Namun Socrates kebalikan dari itu semua, potongan badannya pendek, sedikit
gemuk, mulutnya lebar, hidungnya botok dan matanya terbudur. Tetapi
kekurangannya itu tidak sebanding dengan kelebihnya budinya. Tabiatnya
sehari-hari ialah berjalan sekeliling kota, mempelajari tingkah laku manusia
dari berbagai segi hidupnya. Ia jarang keluar kota. Sebagai alasan disebutnya “padang
rumput dan pohon kayu tak emberi pelajaran apapun padaku, manusia ada”. Ia
memperhatikan yang baik dan buruk, yang terpuji dan yang tercela. Sebentar ia
didapati di tanah lapang di mana banyak orang berkumpul, dan sebentar pula ia
didapati di pasar. Ia selalu bertanya. Sungguh-sungguh bertanya, karena ia
ingin tahu.
Socrates
menggunakan metode tertentu untuk membuktikan adanya kebenaran yang objektif,
Metode itu bersifat praktis dan dijalankan melalui percakapan-percakapan dengan
cara menganalisis tentang pendapat-pendapat.
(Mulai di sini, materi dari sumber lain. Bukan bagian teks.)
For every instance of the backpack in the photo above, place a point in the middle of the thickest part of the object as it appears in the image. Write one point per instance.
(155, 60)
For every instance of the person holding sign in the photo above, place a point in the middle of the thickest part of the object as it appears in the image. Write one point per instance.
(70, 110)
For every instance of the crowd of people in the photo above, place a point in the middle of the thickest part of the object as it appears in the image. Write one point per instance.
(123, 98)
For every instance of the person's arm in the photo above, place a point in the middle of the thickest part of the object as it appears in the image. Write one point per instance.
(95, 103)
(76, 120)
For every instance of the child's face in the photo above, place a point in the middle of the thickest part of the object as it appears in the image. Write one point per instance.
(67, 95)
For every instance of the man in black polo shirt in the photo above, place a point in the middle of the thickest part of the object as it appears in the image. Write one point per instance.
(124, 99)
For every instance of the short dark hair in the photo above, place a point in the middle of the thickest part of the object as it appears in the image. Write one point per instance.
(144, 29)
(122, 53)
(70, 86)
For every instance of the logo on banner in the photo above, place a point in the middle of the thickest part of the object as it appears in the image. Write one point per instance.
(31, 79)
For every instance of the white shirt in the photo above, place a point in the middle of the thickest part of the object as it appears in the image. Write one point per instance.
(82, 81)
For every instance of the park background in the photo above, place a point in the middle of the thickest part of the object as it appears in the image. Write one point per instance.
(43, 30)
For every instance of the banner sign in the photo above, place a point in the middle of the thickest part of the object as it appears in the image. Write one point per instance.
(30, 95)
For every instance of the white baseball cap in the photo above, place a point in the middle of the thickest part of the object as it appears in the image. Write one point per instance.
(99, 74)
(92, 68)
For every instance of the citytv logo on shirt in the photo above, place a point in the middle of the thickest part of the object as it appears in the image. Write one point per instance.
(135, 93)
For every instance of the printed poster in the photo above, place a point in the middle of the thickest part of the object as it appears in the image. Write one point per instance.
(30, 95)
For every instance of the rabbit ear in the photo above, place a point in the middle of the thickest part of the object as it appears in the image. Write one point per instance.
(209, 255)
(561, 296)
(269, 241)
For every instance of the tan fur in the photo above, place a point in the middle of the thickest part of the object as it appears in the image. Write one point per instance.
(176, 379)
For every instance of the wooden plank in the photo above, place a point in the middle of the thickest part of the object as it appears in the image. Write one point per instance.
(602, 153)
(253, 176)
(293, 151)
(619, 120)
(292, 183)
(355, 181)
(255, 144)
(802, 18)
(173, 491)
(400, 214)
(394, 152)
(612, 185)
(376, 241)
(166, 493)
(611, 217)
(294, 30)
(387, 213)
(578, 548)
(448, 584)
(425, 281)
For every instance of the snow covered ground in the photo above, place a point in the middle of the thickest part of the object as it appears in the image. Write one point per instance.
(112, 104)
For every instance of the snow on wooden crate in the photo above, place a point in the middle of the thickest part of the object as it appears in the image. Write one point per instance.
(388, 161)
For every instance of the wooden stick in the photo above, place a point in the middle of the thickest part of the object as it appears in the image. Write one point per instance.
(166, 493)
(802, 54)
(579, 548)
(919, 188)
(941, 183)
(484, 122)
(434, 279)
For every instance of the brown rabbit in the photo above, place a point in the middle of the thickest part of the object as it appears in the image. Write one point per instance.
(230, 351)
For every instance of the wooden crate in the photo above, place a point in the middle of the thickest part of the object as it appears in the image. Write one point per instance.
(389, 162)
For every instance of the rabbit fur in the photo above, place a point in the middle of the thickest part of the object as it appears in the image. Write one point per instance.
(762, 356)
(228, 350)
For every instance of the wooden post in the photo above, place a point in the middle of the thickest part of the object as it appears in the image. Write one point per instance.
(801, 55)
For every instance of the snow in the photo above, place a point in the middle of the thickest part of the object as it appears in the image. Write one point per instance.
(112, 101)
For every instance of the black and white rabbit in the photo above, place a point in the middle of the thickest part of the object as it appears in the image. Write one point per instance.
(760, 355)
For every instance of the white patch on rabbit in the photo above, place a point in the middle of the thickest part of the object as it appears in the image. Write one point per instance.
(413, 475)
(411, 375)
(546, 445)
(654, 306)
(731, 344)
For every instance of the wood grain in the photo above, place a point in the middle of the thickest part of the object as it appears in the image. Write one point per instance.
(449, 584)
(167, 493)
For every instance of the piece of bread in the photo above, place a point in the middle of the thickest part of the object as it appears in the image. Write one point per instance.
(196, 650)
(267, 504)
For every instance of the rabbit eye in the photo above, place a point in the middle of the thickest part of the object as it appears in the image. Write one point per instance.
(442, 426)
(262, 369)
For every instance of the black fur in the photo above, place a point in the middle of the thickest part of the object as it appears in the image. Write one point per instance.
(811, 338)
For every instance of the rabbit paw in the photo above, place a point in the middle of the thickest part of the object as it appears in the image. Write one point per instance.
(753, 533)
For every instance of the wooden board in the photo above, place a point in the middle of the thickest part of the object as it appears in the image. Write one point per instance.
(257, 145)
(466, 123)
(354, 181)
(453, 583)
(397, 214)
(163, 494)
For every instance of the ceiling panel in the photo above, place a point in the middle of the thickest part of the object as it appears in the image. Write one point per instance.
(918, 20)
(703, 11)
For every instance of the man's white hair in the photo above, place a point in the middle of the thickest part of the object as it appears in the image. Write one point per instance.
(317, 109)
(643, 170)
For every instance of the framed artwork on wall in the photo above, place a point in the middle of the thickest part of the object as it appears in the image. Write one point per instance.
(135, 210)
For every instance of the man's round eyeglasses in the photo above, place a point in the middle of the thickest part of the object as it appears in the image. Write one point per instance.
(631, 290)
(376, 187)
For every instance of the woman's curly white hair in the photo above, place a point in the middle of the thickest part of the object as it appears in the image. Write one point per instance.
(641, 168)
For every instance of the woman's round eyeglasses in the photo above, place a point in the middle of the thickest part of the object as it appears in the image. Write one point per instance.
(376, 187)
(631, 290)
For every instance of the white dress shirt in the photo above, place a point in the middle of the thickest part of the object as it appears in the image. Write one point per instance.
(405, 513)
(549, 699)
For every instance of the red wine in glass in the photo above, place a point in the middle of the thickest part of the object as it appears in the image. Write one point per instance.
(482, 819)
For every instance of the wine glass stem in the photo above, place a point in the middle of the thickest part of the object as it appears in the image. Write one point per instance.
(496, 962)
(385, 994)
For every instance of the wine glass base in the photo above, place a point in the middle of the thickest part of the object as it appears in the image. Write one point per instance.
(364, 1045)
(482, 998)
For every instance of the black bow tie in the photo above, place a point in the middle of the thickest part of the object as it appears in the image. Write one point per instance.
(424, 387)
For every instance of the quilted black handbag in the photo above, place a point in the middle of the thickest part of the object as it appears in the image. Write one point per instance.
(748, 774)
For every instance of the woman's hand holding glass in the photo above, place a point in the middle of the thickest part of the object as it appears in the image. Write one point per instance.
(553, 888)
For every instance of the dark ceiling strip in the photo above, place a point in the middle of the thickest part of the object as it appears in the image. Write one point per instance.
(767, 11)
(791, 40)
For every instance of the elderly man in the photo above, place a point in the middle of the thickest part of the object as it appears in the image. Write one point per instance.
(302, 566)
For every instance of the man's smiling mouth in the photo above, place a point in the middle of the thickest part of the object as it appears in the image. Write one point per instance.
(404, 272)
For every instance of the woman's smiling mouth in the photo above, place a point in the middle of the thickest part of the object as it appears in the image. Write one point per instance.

Socrates selalu menganggap jawaban
pertama sebagai hipotesis sedangkan jawaban-jawaban selanjutnya ditarik
konsekuensi-konsekuensi yang dapat disimpulkan dari jawaban-jawaban tersebut.
Metode
yang digunakan oleh Socrates disebut dengan dialektika,[9]
karena dalam pengajarannya dialog memegang peranan penting, sebutan yang lain ialah
seni kebidanan (maieutika tekhne).[10] Dengan kata
lain, sebagaimana bidan yang baik melatih ibu yang hamil supaya si ibu bisa
melahirkan bayinya (alih-alih sang bidan mengeluarkan bayi dari rahim secara
paksa), tokoh utamanya pun mengajukan pertanyaan dan mengemukakan saran yang,
sebagaimana adanya, "melatih" tokoh-tokoh penyerta sedemikian rupa
sehingga mereka menemukan simpulan yang dikehendaki tanpa harus diberitahu.[11]
Namun
pada tingkat yang lebih mendalam, kebermaknaan metode baru tersebut terletak
pada dorongannya yang kuat menuju wewenang yang lebih tinggi, yakni akal,
sebagai juri yang tepat untuk segala perdebatan. Dialog itu dilaksanakan dengan
asumsi bahwa wewenang yang lebih tinggi ini, yang sama-sama dimiliki oleh semua
orang, mampu menanamkan pemahaman yang lebih mendalam tentang realitas
terdalam, atau kebenaran.
Sumber:
Stephen Palmquist, Pohon Filsafat.
Socrates
dengan jelas menyatakan kriteria pertama untuk menjadi filsuf yang baik: kita
harus mengakui kebebalan kita! Harga yang harus dibayar oleh Socrates demi
wawasan tersebut adalah nyawanya. Para warganegara yang berpengaruh di Athena
mengajukannya ke sidang pengadilan, menuduh dia "merusak pikiran pemuda
dan meyakini dewa-dewa temuannya sendiri sebagai pengganti dewa-dewa yang
diakui oleh negara”.[12]
Selama
pengadilannya, ia membela diri bukan dengan bermohon belas kasih atau berjanji
untuk berperilaku secara lebih beradab, melainkan dengan berpidato secara
terbuka dan tajam di depan para penuduhnya. Ia menjelaskan bagaimana kehidupan
filosofis merupakan kehidupan yang menghargai kematian. Filsuf ialah orang yang
mentaati perintah prasasti pada kuil di Delfi, "Kenalilah dirimu
sendiri". Orang yang tidak menerima tantangan ini berada dalam situasi
yang menyedihkan, mengingat "kehidupan yang tak terperiksa bukan kehidupan
yang berharga".
Memang,
Socrates jelas-jelas menghargai kehidupan yang berperiksa-diri sebagai
kehidupan yang mengabdi kepada Tuhan: meskipun ia sengaja menumbuhkan
keragu-raguan terhadap perkembangan dewa-dewa dalam tradisi Yunani, Socrates
sendiri menghargai filsafat sebagai kejuruan yang berilham ilahi. Hanya dengan
menghidupkan kehidupan semacam itu manusia bisa berbudi luhur dan juga turut
mengantar masyarakat yang laik.[13]
Pernyataan-pernyataan
sedemikian itu tentu saja bagaikan tamparan di wajah mereka yang ia ceramahi,
yaitu orang-orang yang sebagian besarnya memandang Socrates selaku (mantan)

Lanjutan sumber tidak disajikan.